Embryonic stage at the time of biopsy. Percentage of embryos that were biopsied at each embryonic stage. The blastomere biopsy was performed 67–73 h after insemination. CM compact morula
In order to analyze the effect of blastomere biopsy on the timing of embryonic events, we first confirmed that the study and control groups had a similar preinterference developmental rate. There were no differences in the prebiopsy parameters between the study and control groups (Supplemental Table 1).
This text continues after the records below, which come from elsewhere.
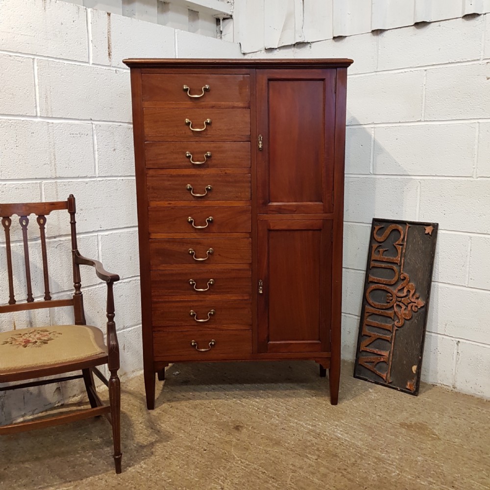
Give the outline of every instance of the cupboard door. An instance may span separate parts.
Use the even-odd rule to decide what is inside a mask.
[[[332,225],[322,220],[259,221],[259,352],[330,350]]]
[[[335,76],[257,70],[259,213],[332,212]]]

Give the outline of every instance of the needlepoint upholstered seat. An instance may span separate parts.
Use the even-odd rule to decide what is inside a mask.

The effect of blastomere biopsy on the subsequent embryonic development was first analyzed on all biopsied embryos by comparing two postbiopsy embryonic stages: the first signs of compaction (t M) and the time of blastulation (t SB, defined in Materials and methods section). When analyzing the median timing of the postbiopsy events, the results showed that a blastomere biopsy significantly delays the compaction of biopsied embryos compared to the control embryos (t M= 83.6 (IQR 77.8 to 89.7) h vs. 79.5 (IQR 72.9 to 86.9) h, respectively; P < 0.001). A recovery of the developmental rate was observed at the time of blastulation and with no significant difference between the groups [t SB= 100.6 (IQR 94.9 to 107.1) h vs. 99.5 (IQR 94.4 to 105.6) h, respectively; P = 0.16] (Fig. 2). However, this analysis included embryos that were biopsied at different developmental stages (six-cell to eight-cell stage), which may mask the effect of embryo biopsy on the subsequent developmental events.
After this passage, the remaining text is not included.